Solarisierung in deutschen Metropolen: Oft im Schneckentempo

SolarCheck 2022: Ranking für Deutschlands 14 Metropolen. In Nürnberg erreicht die Fläche der neu gebauten Photovoltaik-Anlagen 69 % der neuen Dachflächen, in Berlin sind es fast 28 % und in Hamburg lediglich 10 %.

LichtBlick SolarCheck 2022

SolarCheck 2022: Ranking für Deutschlands 14 Metropolen. In Nürnberg erreicht die Fläche der neu gebauten Photovoltaik-Anlagen 69 % der neuen Dachflächen, in Berlin sind es fast 28 % und in Hamburg lediglich 10 %.

Der LichtBlick SolarCheck untersucht jährlich, inwiefern in Deutschlands 14 größten Metropolen mit mehr als 500 000 Einwohnern das Potenzial neu gebauter Dächer zur Solarstromerzeugung ausgeschöpft wird. Das Ergebnis für den SolarCheck 2022: Es geht voran – allerdings eher im Schneckentempo.

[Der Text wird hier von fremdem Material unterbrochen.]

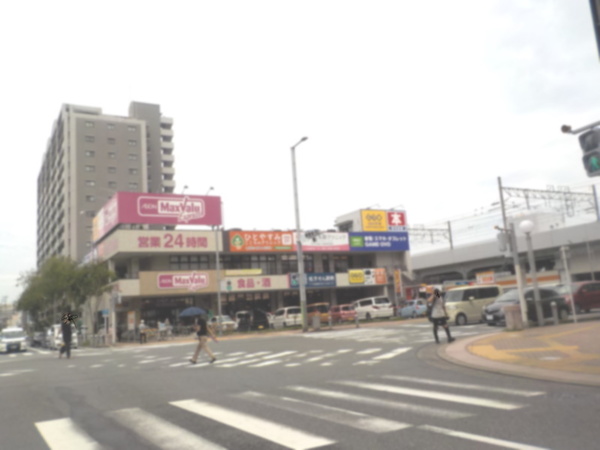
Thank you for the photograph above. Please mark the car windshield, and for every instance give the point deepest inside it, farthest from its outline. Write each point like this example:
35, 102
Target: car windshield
454, 296
12, 334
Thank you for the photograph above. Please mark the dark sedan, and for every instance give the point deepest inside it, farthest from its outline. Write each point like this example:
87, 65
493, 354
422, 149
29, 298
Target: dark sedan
493, 314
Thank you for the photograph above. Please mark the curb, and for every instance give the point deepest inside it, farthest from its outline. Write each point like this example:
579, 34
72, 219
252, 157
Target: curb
459, 355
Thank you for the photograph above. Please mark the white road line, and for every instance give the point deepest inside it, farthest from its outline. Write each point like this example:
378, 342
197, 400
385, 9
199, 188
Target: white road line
241, 363
475, 387
393, 353
337, 415
434, 395
64, 434
267, 363
410, 407
368, 351
280, 434
479, 438
278, 355
159, 432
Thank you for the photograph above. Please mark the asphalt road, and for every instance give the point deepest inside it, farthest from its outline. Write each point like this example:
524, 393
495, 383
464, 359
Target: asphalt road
376, 387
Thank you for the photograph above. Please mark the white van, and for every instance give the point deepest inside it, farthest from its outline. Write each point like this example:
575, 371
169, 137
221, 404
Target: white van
287, 317
465, 304
373, 307
13, 339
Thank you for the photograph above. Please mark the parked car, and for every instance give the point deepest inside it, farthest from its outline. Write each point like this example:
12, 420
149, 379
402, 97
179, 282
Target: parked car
286, 317
586, 295
373, 307
252, 319
320, 309
54, 337
342, 313
494, 315
227, 323
465, 304
414, 308
13, 339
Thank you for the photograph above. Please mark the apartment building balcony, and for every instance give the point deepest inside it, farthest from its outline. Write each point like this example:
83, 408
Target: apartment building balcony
167, 158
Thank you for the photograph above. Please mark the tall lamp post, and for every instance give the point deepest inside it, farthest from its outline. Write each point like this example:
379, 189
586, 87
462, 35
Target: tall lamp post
526, 227
301, 286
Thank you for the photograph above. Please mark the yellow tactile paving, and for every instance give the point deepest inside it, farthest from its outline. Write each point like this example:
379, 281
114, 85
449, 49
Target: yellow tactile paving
541, 348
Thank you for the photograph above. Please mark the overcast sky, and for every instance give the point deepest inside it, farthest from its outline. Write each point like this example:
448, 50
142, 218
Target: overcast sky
415, 103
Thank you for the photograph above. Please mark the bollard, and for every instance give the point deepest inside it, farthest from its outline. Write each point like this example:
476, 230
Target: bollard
554, 313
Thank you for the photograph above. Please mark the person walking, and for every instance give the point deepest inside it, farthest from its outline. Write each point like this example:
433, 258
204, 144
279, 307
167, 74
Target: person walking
438, 315
203, 331
66, 332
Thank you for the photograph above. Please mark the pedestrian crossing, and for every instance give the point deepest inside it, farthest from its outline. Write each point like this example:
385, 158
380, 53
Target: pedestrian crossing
208, 425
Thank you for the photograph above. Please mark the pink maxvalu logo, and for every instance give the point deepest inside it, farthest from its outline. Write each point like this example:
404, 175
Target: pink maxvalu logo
184, 210
192, 281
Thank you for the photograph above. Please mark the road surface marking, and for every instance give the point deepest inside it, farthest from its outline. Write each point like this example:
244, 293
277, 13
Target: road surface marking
64, 434
476, 437
410, 407
267, 363
159, 432
368, 351
280, 434
393, 353
475, 387
337, 415
434, 395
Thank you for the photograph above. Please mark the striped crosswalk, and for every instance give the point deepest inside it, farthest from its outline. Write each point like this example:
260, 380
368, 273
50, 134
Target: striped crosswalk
317, 405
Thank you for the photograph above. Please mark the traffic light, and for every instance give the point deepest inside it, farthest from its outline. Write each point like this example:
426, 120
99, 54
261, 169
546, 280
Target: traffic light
590, 144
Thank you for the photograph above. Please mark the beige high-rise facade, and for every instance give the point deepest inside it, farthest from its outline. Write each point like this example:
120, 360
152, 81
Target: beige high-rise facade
89, 157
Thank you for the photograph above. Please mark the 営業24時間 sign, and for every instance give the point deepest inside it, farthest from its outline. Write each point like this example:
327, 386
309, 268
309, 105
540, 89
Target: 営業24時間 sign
369, 242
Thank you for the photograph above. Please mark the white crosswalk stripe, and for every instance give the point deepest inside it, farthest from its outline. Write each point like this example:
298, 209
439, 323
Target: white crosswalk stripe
280, 434
161, 433
337, 415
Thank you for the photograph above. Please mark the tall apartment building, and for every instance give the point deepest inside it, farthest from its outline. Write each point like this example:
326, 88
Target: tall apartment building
89, 157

Der Solar-Faktor – das Verhältnis der Fläche neu errichteter Solaranlagen zu den neu gebauten Dachflächen – zeigt, wie ambitioniert der Solarausbau verfolgt wird. Das Ergebnis ist mäßig: In 9 von 14 untersuchten Metropolen liegt der Solarfaktor unter 50 %. Im Durchschnitt wird weniger als die Hälfte des Potenzials neuer Dachflächen erschlossen.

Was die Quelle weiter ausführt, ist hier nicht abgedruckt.